The 2026 confirmation of ventral trunk brooding supports the placement of Notiocampus within the subfamily Nerophinae, the earliest-diverging clade within Syngnathidae. This makes Notiocampus one of four endemic southern Australian trunk-brooding pipefish genera, alongside Heraldia, Maroubra, and Leptoichthys.

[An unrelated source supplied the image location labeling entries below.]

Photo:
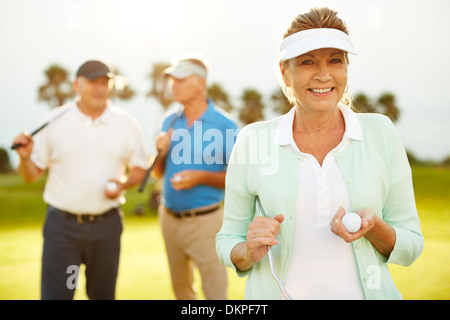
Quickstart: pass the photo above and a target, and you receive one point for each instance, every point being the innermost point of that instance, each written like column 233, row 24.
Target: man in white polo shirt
column 86, row 148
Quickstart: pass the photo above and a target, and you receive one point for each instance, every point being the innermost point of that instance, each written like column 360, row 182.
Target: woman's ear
column 285, row 75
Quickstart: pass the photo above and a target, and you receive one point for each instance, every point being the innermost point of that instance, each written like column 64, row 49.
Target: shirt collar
column 208, row 114
column 103, row 118
column 283, row 133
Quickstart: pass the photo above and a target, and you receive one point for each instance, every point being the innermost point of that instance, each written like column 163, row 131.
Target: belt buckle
column 80, row 218
column 189, row 213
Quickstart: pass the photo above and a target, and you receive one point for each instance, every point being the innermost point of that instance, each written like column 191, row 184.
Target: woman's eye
column 307, row 62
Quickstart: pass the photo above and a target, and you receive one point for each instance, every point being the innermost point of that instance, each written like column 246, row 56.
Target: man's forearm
column 29, row 171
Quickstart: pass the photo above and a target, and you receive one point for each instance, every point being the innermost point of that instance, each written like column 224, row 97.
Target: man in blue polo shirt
column 194, row 147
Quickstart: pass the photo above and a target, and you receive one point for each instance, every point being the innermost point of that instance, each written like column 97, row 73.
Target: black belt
column 191, row 213
column 87, row 218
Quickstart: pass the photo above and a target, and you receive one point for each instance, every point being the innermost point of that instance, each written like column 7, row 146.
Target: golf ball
column 111, row 186
column 352, row 222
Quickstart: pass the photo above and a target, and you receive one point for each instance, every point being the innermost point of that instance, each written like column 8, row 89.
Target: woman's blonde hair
column 314, row 19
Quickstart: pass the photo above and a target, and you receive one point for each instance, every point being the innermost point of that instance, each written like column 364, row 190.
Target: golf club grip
column 18, row 145
column 147, row 175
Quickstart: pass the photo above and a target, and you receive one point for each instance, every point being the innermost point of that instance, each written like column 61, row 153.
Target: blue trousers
column 69, row 242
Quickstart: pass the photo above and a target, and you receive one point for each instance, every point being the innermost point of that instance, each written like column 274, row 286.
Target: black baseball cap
column 93, row 69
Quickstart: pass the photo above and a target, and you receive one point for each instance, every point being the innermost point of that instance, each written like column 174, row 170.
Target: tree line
column 57, row 89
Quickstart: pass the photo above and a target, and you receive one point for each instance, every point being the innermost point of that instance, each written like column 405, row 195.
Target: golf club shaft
column 60, row 113
column 18, row 145
column 147, row 175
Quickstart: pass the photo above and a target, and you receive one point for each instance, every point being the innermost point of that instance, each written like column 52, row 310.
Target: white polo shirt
column 322, row 265
column 82, row 154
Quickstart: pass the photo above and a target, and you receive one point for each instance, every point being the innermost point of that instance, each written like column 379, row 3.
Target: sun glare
column 160, row 17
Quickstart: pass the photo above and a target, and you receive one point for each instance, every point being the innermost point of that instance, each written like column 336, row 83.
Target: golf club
column 18, row 145
column 271, row 262
column 147, row 175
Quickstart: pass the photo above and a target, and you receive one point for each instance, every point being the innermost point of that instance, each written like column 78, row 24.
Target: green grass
column 143, row 270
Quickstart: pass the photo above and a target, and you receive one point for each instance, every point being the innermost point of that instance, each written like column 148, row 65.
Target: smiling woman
column 328, row 167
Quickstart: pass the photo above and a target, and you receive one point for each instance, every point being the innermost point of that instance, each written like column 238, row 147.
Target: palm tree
column 122, row 89
column 219, row 96
column 281, row 103
column 252, row 108
column 385, row 104
column 58, row 88
column 159, row 88
column 388, row 105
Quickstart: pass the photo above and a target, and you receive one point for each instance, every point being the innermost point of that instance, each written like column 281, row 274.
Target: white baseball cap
column 185, row 68
column 311, row 39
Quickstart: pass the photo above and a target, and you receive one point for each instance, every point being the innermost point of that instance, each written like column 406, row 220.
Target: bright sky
column 402, row 47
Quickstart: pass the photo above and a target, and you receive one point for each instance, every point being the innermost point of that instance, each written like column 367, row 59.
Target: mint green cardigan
column 377, row 175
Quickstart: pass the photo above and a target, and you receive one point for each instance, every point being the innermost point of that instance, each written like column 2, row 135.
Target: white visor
column 183, row 69
column 307, row 40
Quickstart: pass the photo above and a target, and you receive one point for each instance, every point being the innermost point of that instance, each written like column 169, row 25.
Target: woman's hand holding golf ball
column 113, row 189
column 352, row 225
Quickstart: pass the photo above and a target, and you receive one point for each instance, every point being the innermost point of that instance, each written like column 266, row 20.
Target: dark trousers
column 69, row 242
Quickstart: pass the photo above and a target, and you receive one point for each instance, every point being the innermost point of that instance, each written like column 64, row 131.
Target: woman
column 324, row 160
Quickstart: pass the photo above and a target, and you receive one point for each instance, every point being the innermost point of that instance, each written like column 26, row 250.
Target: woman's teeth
column 321, row 90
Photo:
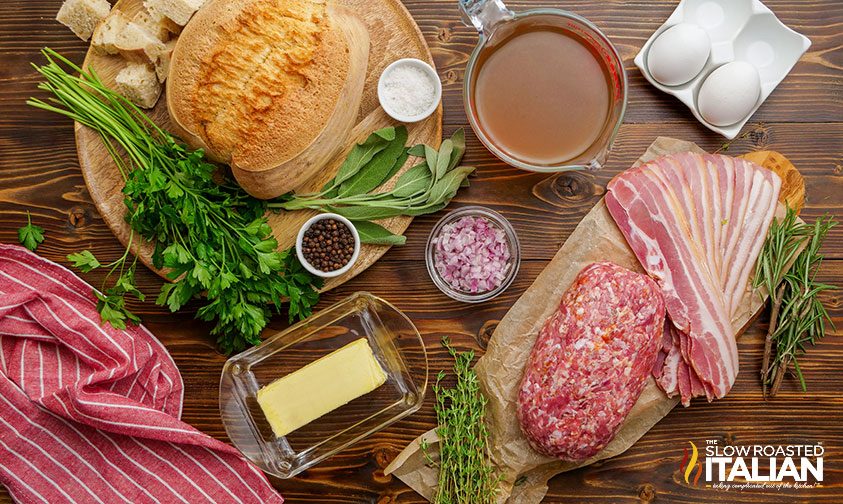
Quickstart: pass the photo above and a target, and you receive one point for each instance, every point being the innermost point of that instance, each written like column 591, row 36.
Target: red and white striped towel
column 89, row 413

Notiocampus shares with Nerophis and Entelurus a suite of derived characters including complete loss of pectoral fins, low entire body ridges, an elongate vermiform body, and exposed eggs attached directly to the trunk integument. These shared characters suggest that Notiocampus may have a closer affinity with the tribe Nerophini (containing Nerophis, Entelurus, and Leptoichthys) than with other nerophine lineages. The geographically disjunct distribution between Notiocampus (southern Australia) and Nerophis/Entelurus (northeastern Atlantic) may reflect either historical connectivity among early nerophine lineages with ancient Tethyan distributions or convergent evolution under ecological conditions favouring a cryptic, benthic lifestyle.

==Conservation status==
Notiocampus ruber is listed as Least Concern on the IUCN Red List, although it is sparsely documented across its range.